Transcript for Hoover Dam Construction, segment 11 of 17
It was on June sixth, nineteen thirty-three, that the first bucket of concrete was placed in the very lowest of the dam forms, one hundred and thirty-five feet below the level, where a few months previously had flowed the unchallenged Colorado River. What was to become the highest dam in the world began to rise from the impregnable rock of its foundation. As bucket after bucket of concrete was dumped into the forms, the plan of the structure became apparent and soon extended along its full six hundred and sixty feet dimension of thickness at the base.
Throughout the lower levels of the structure, concrete was placed from a trestle anchored to the Nevada wall of the canyon. The concrete was poured in keyed or interlocking columns, the design of which became more noticeable as the five foot layers or lifts in which the concrete was placed rose from level to level. As the work of placing progressed, the crews became expert in the handling of the equipment, and record-breaking daily pours were made, only to be surpassed by later achievements on this same structure.
The transit mixers were transported on trucks from the bed of which they could be removed and handled on the overhead cableways. These were used in the placement of concrete in the confined forms along the abutments, where the eight cubic yard buckets could not be handled. Selecting at random one bucket from among the hundreds of thousands that traveled from the canyon rim over the cableways and down into the dam forms, we see the typical operation from the time the bucket is picked up by the cableway on the canyon rim, swung out into mid-air over the gorge hundreds of feet above the forms, its tremendous weight of twenty-two tons riding easily and gracefully over the cable, as it is lowered into the forms with an ease and certainty seemingly out of proportion to its great bulk and tonnage. As the bucket descends, suspended at the end of hundreds of feet of cable strands, it is received at the forms, the safety locks unlatched, the signal given, and eight more cubic yards of concrete added to the dam's bulk. Concrete was compacted into the forms by mechanical vibration, the application of which insured dense compression against adjacent surfaces.

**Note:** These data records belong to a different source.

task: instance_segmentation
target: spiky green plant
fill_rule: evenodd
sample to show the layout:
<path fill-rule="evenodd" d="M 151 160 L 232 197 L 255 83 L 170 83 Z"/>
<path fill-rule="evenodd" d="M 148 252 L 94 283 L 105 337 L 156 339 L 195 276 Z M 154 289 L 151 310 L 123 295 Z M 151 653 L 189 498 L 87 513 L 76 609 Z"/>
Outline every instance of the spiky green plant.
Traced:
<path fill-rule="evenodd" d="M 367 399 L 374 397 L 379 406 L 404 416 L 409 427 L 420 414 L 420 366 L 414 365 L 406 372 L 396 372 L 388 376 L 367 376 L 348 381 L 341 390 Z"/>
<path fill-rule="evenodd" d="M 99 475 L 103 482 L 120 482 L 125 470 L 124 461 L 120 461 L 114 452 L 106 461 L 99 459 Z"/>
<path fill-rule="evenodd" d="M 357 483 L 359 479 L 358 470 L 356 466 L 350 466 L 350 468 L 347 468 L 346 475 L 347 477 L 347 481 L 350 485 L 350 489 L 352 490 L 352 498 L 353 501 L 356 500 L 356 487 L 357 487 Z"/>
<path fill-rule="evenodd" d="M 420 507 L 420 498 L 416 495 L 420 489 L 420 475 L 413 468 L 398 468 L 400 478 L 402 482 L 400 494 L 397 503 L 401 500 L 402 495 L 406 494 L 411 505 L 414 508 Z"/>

Workmen were carried from the canyon rim to the dam forms by way of the inclined skidway, or monkey slide as it was called, which operated through the Nevada abutment excavation.
Boulder Dam laborers represented a fair cross-section of the American working class, and many stayed on the job during the entire period of construction. With an ambitious progress schedule to meet and with work going forward under all conditions at all seasons of the year without cessation, rain or shine, both day and night, within a year less four days, two million of the three and one quarter million cubic yards of the dam's total volume had been placed in the forms, and Boulder Dam had risen to an impressive height, already having taken its place as one of the wonders of the West and a tourist attraction of prime importance.